Obama campaign strategist David Plouffe responded to the manifesto via Twitter on Wednesday, writing, “Hard to believe this is real. Every GOPer should read and decide if this delusional person will call the shots.”

LaPierre’s ravings are meant to stoke conservatives into a frenzy of gun buying, which of course benefits his clients, the gun manufacturers and retailers, some of which he name-dropped in his “op-ed.” But Scarborough is on to something when he calls out the racial taint of LaPierre’s depictions of marauding Hispanic drug gangs and a version of New York City’s Brooklyn borough that hasn’t been operative since the height of the crack epidemic in the 1980s, and probably not even then.

His goal is clearly to prime the fears of people who live in parts of America that can’t relate to New York City, or to the growing Hispanic enclaves in the American west. Raise their anxieties, and you just might move more guns and ammo. Paint the picture of mass chaos and panic. Describe not just the kinds of individual bad guys who mow down schoolchildren with the American terror weapon of choice — the Bushmaster semi-automatic — but gangs of dark fiends, who you’d better not run into after dark. Best to get a Bushmaster semi-auto for yourself, Mr. and Mrs. Middle America.

Sadly, LaPierre is not the only one playing this game. During a Senate Judiciary Committee on January 30 on the subject of gun violence, South Carolina Senator Lindsey Graham, who faces a tough re-election effort in 2014, raised the specter of the 1992 Los Angeles riots following the acquittal in the Rodney King beating trial in explaining his need for an AR-15 rifle:

“In 1992 you had the riots in Los Angeles,” Graham said. “I think it was the King event, but you could find yourself in this country in a lawless environment through a natural disaster or a riot. … And the story was about a place called Koreatown. There were marauding gangs going through the area, burning stores, looting and robbing … and raping.”

Of course, there is no evidence of marauding rape gangs in Koreatown during the 1992 riots, but that’s not the point of Graham’s or LaPierre’s rants. The point is to terrify Americans who don’t fall into the ethnic categories their comments are targeting, into buying more, and deadlier, weapons out of fear.

While LaPierre lashes out against what he calls “gun prohibitionists,” there happens to be a long history of demonizing racial minorities in the interests of policy, including in the days before the United States passed actual Prohibition, against alcohol and narcotic drugs:

In a 1914 speech before the House, Rep. Richmond Hobson of Alabama warned that booze would make the “red man” savage and “promptly put a tribe on the war path.” He added, “Liquor will actually make a brute of a Negro, causing him to commit unnatural crimes.”
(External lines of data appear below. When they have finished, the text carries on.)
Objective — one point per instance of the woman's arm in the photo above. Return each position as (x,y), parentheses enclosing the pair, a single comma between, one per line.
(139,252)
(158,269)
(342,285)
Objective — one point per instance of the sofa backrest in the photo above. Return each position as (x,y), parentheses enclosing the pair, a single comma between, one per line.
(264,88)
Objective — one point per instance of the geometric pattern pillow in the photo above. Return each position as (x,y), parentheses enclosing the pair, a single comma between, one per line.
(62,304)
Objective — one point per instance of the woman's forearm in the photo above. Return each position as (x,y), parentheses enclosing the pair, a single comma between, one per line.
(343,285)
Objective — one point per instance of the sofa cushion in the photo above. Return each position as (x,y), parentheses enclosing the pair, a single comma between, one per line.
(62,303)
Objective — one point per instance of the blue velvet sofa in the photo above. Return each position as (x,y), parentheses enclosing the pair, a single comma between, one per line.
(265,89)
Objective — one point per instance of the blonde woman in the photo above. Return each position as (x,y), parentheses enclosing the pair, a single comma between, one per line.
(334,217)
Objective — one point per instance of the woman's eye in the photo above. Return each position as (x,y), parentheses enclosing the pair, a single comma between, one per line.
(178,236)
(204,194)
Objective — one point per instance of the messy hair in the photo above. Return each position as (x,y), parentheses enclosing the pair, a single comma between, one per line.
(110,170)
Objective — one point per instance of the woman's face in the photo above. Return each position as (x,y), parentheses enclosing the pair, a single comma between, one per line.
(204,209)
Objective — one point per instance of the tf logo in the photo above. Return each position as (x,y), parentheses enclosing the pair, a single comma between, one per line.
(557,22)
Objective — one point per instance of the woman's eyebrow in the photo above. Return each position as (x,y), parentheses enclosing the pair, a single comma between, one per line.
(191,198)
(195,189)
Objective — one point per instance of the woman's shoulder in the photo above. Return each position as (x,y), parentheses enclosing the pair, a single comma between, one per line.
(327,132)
Twenty-three years later, while arguing for marijuana prohibition, Harry Anslinger also played on Americans’ fear of crime and foreigners. The Bureau of Narcotics chief spun tales of people driven to insanity or murder after ingesting the drug and spoke of the 2 to 3 tons of grass being produced in Mexico.

“This, the Mexicans make into cigarettes, which they sell at two for 25 cents, mostly to white high school students,” Anslinger told Congress.

Now, it is the opponents of lawmaking, this time on gun control and gun safety, who are playing the “racial scare” card.